Prove that the union of all lines containing a point A is the plane.

Question

I need to prove this with the knowledge of incidence and order axioms.

Let $X$ be a set with all the points forming all the lines containing the point $A$, and let $Y$ the set of all points in the plane. I want to prove that they have the same elements, so I will show that $X \subset Y$ and $Y \subset X$.

Given any line $r \subset X$, presumably, $r \subset Y$ because I want to show that the union of all of them is exactly equal to the plane, so each line is IN the plane itself, then $X \subset Y$.

Now choose a point $Y_0 \in Y$ and let $s \subset X$ be a line. By one of the axioms, there's a point $X_0$ out of $s$, make $X_0 = Y_0$ and by the first incidence axiom, given two points, in this case, $X_0 = Y_0$ and $A$, there's a line containing both of these points, thus $Y_0$ is a point in a line contaning $A$. Therefore, $Y \subset X$.

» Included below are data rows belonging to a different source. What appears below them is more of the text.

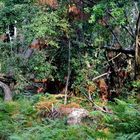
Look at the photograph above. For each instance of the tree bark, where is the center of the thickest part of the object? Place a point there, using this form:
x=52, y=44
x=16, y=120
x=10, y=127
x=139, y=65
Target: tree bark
x=137, y=50
x=7, y=91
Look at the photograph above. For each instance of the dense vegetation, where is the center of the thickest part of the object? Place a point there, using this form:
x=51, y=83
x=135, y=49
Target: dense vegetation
x=57, y=55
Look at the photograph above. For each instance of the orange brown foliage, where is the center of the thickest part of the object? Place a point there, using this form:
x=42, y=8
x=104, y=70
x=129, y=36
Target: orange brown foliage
x=44, y=105
x=52, y=3
x=67, y=109
x=76, y=14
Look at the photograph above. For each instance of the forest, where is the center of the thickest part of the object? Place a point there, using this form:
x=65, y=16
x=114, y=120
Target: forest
x=69, y=70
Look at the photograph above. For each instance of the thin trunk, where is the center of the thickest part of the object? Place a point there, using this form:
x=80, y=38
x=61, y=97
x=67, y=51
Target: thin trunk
x=69, y=72
x=137, y=49
x=7, y=91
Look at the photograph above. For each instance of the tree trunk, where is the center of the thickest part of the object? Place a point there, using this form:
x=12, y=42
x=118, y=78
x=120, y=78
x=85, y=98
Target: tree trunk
x=7, y=91
x=137, y=50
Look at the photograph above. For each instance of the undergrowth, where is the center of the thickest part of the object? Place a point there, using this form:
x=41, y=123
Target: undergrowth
x=19, y=120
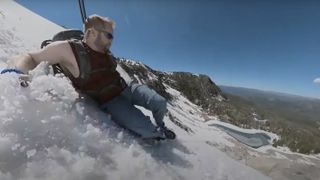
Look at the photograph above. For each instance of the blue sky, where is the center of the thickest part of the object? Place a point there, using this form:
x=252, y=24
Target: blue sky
x=269, y=45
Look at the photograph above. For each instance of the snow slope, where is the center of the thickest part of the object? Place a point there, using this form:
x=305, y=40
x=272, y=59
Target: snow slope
x=48, y=133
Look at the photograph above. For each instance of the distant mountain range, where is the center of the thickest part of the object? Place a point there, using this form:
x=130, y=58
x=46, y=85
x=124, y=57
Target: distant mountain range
x=292, y=117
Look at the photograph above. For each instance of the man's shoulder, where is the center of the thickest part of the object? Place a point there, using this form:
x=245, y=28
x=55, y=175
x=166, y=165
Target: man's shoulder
x=58, y=44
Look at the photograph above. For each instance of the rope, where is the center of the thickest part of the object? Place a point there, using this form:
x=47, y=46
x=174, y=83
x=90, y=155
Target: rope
x=82, y=10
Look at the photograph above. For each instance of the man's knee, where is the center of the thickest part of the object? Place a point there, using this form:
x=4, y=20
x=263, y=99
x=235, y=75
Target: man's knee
x=160, y=102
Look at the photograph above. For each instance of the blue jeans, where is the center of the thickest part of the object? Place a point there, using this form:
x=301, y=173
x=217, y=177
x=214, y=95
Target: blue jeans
x=123, y=111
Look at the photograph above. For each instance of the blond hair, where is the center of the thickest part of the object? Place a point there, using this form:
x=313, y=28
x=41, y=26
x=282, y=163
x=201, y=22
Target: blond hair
x=97, y=22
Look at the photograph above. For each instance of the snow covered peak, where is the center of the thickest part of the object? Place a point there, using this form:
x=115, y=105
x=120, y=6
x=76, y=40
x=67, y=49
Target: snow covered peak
x=47, y=132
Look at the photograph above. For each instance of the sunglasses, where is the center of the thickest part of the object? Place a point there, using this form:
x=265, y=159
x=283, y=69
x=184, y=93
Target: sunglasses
x=107, y=34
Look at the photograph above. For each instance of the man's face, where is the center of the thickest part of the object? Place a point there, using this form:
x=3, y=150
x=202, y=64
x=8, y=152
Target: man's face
x=105, y=36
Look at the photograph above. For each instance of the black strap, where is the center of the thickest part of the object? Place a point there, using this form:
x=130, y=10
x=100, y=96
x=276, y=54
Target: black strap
x=84, y=61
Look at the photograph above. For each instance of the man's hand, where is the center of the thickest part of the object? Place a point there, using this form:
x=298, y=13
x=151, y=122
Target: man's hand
x=24, y=80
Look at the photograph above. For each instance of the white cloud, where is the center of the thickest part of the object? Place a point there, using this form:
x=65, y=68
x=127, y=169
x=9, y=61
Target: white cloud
x=317, y=80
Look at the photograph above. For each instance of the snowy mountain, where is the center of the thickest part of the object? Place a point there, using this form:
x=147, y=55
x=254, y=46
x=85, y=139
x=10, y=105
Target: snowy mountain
x=47, y=132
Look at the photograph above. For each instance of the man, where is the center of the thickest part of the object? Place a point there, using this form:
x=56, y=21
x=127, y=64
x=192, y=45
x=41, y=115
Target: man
x=100, y=80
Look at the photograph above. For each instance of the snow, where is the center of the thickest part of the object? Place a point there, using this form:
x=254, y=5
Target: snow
x=48, y=132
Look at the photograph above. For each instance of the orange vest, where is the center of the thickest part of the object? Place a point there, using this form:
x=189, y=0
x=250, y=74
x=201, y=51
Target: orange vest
x=98, y=76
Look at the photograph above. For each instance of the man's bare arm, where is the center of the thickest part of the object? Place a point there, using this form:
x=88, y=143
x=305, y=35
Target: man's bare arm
x=53, y=54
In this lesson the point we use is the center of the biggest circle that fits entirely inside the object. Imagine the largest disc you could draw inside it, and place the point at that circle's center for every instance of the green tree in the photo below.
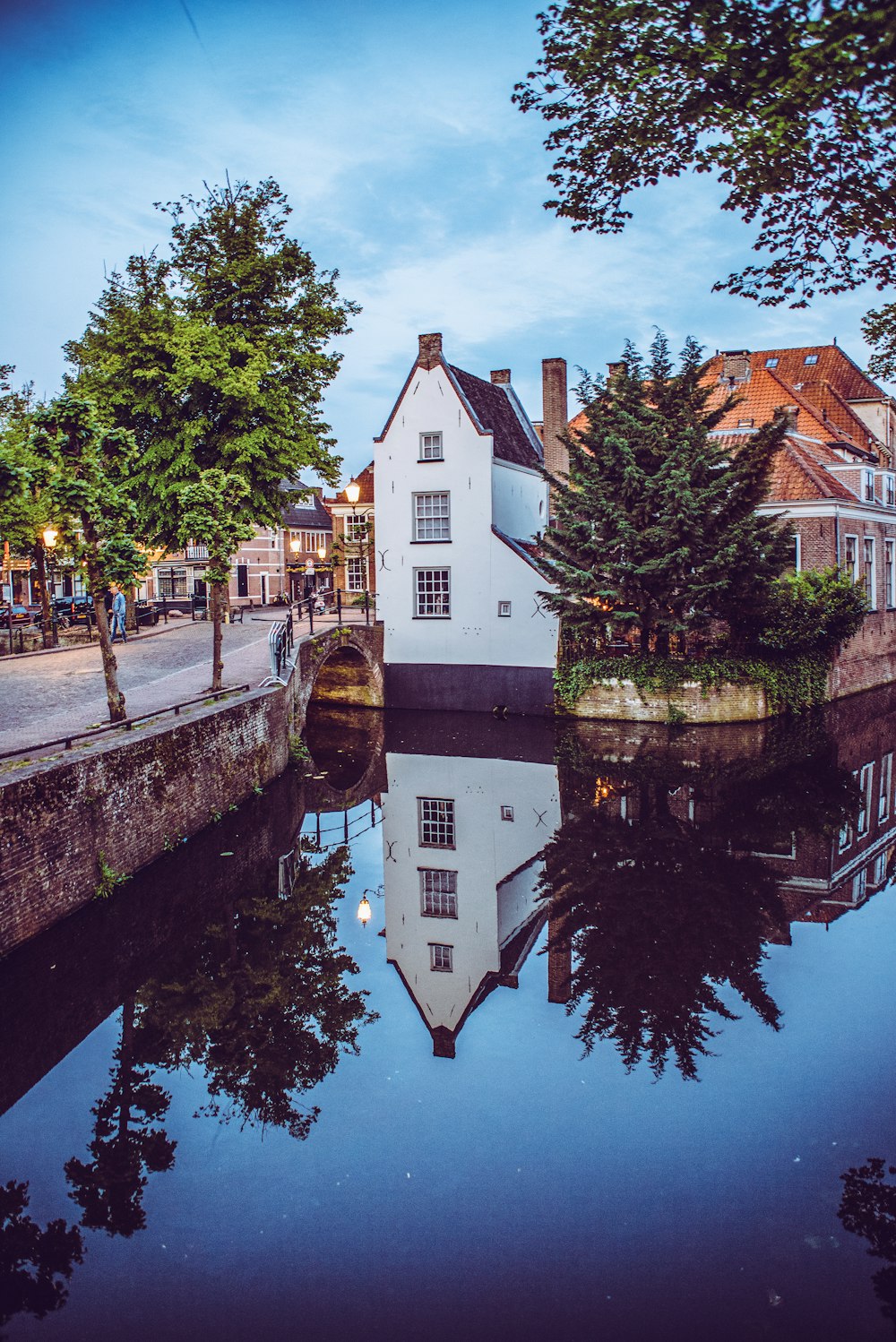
(213, 512)
(788, 104)
(656, 522)
(32, 1259)
(218, 357)
(86, 470)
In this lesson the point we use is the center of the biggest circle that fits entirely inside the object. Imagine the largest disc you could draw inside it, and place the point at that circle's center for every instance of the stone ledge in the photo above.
(621, 701)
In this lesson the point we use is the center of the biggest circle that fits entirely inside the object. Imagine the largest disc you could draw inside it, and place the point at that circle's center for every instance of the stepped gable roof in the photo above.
(307, 512)
(498, 412)
(798, 471)
(365, 482)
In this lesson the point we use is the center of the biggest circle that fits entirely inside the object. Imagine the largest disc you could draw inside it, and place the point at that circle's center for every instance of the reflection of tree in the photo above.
(658, 922)
(126, 1144)
(868, 1208)
(31, 1259)
(663, 902)
(262, 1004)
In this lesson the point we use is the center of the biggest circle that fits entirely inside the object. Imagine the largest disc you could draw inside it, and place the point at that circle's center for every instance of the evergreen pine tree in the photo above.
(656, 520)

Finally, it's proved that $X = Y$.

Just to clafiry on the geometry I'm dealing with:

Axioms of incidence:

I) Given two distinct points, there's a single line containing both.
II) In any given a single line, there are at least two distinct points in it.
III) There are three points such that there's not a line containing all of them simultaneously.

Axioms of Order:

$A * B * C$ means that point B is between $A$ and $C.$

I) If $A * B * C$, then $A, B$ and $C$ are three distinct points in the same line and $C * B * A$.
II) Given three points in a line, one, and only one of them is in between the other two.
III) Given two points $B$ and $D$, there exists points $A, C$ and $E$ such that $A * B * D$, $B * C * D$, $B * D * E$.
IV) For any line $m$ and for any given three points $A, B$ and $C$ out of $m$:

• i) If $A$ and $B$ are in the same side of $m$ and $B$ and $C$ are in the same side of $m$, then $A$ and $C$ are in the same side of $m$.
  
• ii) If $A$ and $B$ are in opposite sides of $m$ and $B$ and $C$ are in opposite sides of $m$, then $A$ and $C$ are in the same side of $m$.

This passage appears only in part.